Я рассчитывал на два выходных дня, самое большее. Но, рискуя местом из-за чрезмерно затянувшегося отпуска (позже в Нью-Йорк полетели телеграммы о внезапной болезни), я пробыл здесь больше двух недель. Конечно, только душевная широта, гостеприимство и учтивое долготерпение южанина позволили Кассу вынести мои расспросы и приставания – да еще, пожалуй, то, что я раза два все-таки выручил его в Самбуко. Хотя я оплаты не требовал. Щедрость, гостеприимство, доброта – они были в его характере, и, конечно, мы питали друг к другу симпатию; но понимание и согласие, которые соединили нас, родились из чего-то другого. Я быстро это почувствовал: втихомолку и по неизвестным мне причинам он тоже бился над какими-то своими загадками, что-то пытался понять. И точно так же, как я надеялся с его помощью рассеять угнетавшие меня тайны, он видел во мне ключ к своим.
Я думал остановиться в гостинице. Касс и слышать об этом не захотел. «Пузатыми капиталистами мы еще не стали, – сказал он, – но тюфячок для вас как-нибудь найдется». За мою долю продуктов, однако, он разрешил мне платить. Я спал в пропахшем плесенью мезонине под самым коньком крыши его нескладного, отчаянно ветхого, скрипучего дома возле Батареи и каждое утро просыпался от топота его детишек и пронзительных криков Поппи, провожавшей их в школу; для холостяка это были приятные, домашние звуки, я лежал и слушал, и постепенно они утихали, смешивались с напевными негритянскими выкриками цветочниц в мощеных переулках. В комнате подо мной топал Касс – в этой комнате он по утрам писал. В окно лился густой запах жасмина, в саду весело пел пересмешник, и, опершись на локоть – сна уже ни в одном глазу, – я смотрел на зеленые, в лиственной кружевной тени улицы одного из самых красивых городков западного мира.

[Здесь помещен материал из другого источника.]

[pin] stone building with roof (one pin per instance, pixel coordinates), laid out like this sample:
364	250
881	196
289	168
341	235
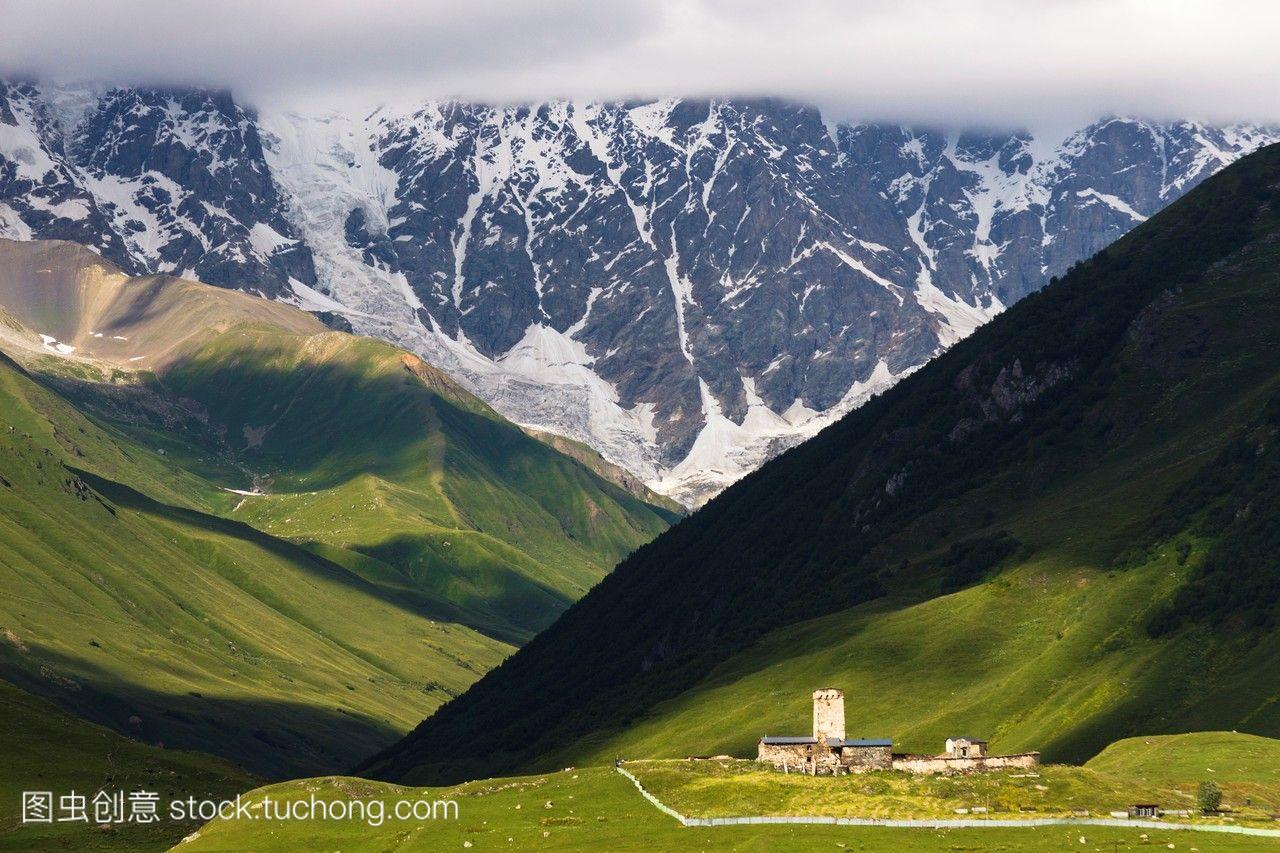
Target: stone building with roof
828	751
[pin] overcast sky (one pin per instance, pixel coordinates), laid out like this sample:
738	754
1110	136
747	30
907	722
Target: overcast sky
993	62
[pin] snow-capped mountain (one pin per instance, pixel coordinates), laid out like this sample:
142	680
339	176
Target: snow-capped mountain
686	286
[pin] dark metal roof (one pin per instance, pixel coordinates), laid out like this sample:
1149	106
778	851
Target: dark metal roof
787	740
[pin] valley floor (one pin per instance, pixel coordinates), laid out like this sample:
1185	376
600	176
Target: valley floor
600	808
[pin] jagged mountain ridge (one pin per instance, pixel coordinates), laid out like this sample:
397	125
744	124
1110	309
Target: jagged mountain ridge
686	286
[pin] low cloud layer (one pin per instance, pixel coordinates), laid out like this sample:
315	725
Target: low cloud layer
972	62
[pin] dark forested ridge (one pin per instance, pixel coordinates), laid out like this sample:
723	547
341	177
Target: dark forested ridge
1151	360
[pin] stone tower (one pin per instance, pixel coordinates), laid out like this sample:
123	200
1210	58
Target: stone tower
828	714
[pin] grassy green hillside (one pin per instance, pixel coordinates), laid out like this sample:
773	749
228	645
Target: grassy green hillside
594	808
1056	534
1247	767
179	626
227	528
49	749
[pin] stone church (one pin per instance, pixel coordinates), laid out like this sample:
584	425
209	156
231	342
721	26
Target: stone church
828	751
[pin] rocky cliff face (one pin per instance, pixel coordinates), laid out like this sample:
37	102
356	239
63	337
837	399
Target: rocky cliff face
686	286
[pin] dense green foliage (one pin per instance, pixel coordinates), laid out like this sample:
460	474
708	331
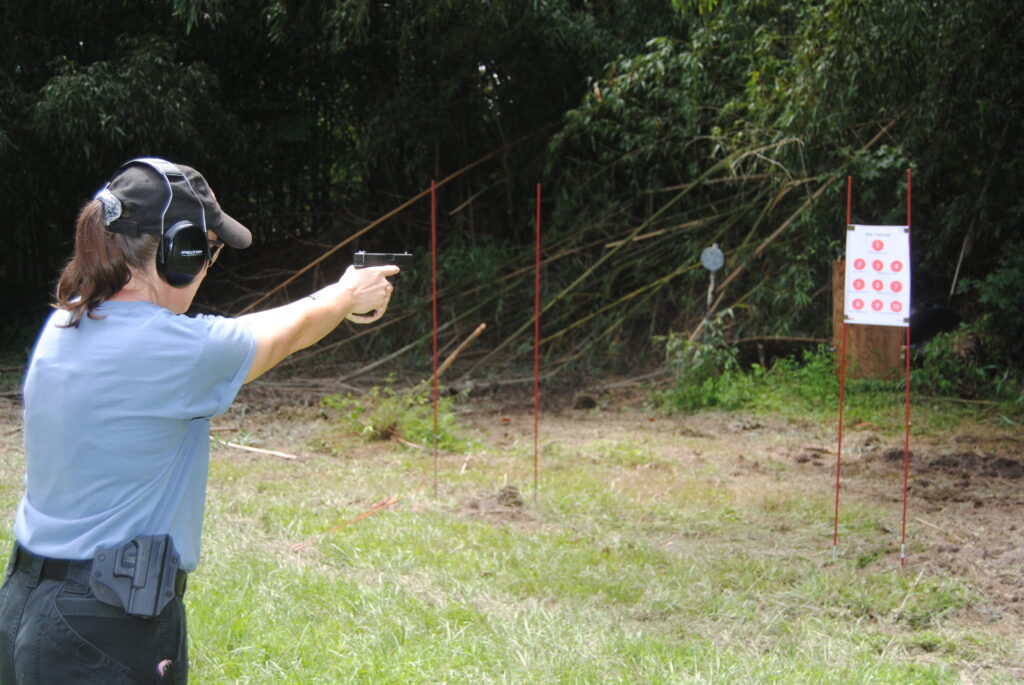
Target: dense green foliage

– Это точно, – сказал однажды Касс. – Странное дело: знаете, там, в Европе, когда бывало тошно, хуже некуда, и я ненавидел Америку так, что уже не мог сдерживаться, – даже тогда я думал о Чарлстоне. Как я вернусь и буду здесь жить. Почти никогда о местах, где прошло детство, – о Северной Каролине, сосновых лесах в округе Колумбус. Ни туда мне не хотелось, ни, упаси Бог, в Нью-Йорк. Я только Чарлстон вспоминал, и только таким, каким запомнил его в детстве. И вот я здесь. – Он показал на просторную гавань, сияющую, зелено-голубую, гладкую, как стекло, и, описав рукой дугу, – на южный край города, где в глубокой тени, среди алтея, граммофончиков и жужжания шмелей стояли старые дома, не оскверненные капризными переделками и модными новшествами.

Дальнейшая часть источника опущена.